Of course, I was a loud defendant.  When I said something along the lines of, “Gay people are just that–people, and they have feelings, too.  Love is love!” a good half of the class laughed at me (when I told Erika that I felt like standing up and flicking them all off, she said I should have).  Most of the other girls totally backed me up, and two or three sat there silently listening, but the majority of the guys went crazy.  One asshole in particular basically said that it should be illegal to be gay, to which the only guy on my side responded, “That’s like making laws against being black.”  Which is very true, actually.  Although I can’t vouch for this from experience, homosexuality is a mentality you’re born with.  It’s not a choice.  If it was more universally accepted and if we eliminated all this discrimination, I believe we’d find that more apparent; little gay boys wouldn’t claim to have crushes on girls.  They’d be able to be themselves, and they could express that.  Same with little lesbian girls.  Homosexuality isn’t gross.  In fact, the persecution gays face today is similar to that blacks faced back just before the Civil Rights movement.  There are hate crimes, there are offensive words and there’s tons of discrimination.

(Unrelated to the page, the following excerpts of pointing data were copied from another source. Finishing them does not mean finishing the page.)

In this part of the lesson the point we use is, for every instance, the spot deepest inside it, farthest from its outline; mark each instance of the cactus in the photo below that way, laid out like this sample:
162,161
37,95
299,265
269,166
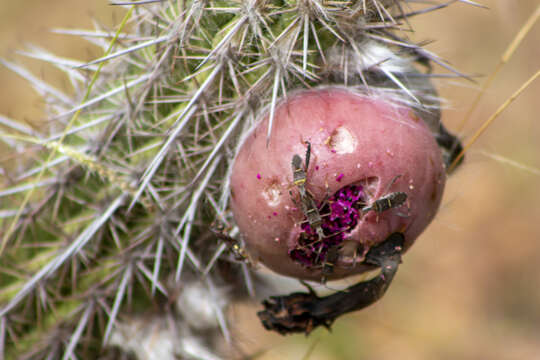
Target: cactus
106,217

It took me a while to calm down after that debate, but I enjoyed it.  Sure, my voice wavered while I stood up for what I believe in, and I was shaking afterwards  because I’d voiced my own opinion to a crowd of people I hardly know, and then some of them thought I was dumb.  As for homophobes, I say they’re not comfortable enough with their own masculinity or femininity.  And it was only the jocky extreme right-wing Christian football players who argued.  I sure am comfortable with myself.  I’m straight and I like guys.  But I won’t despise your very flesh and blood if you aren’t the same.  In fact, we might get along pretty snazzy.  If it doesn’t affect them directly, then why do they want to do everything in their power to prevent it?!  Change is good.  It’s the twenty-first century.  I just want some justice.  Someday, though, they’ll see, and there’ll be a Gay Rights movement, and they’ll get the equality they want and deserve.

By the way, I’ve been listening to Jenny Lewis a lot more lately.  My favourite two songs off her solo album are “The Charging Sky” and “Rise Up With Fists!!” but just to be fair, I really love everything Jenny’s put out thus far.  Oh, Rilo Kiley’s new album, “Under the Blacklight” is going to be awesome and nothing has leaked yet as far as I know and I’m uber-excited because it’s coming out in August around my birthday (actually, if it comes out on the 20th like I heard it would, then it’ll be eight days before I turn seventeen).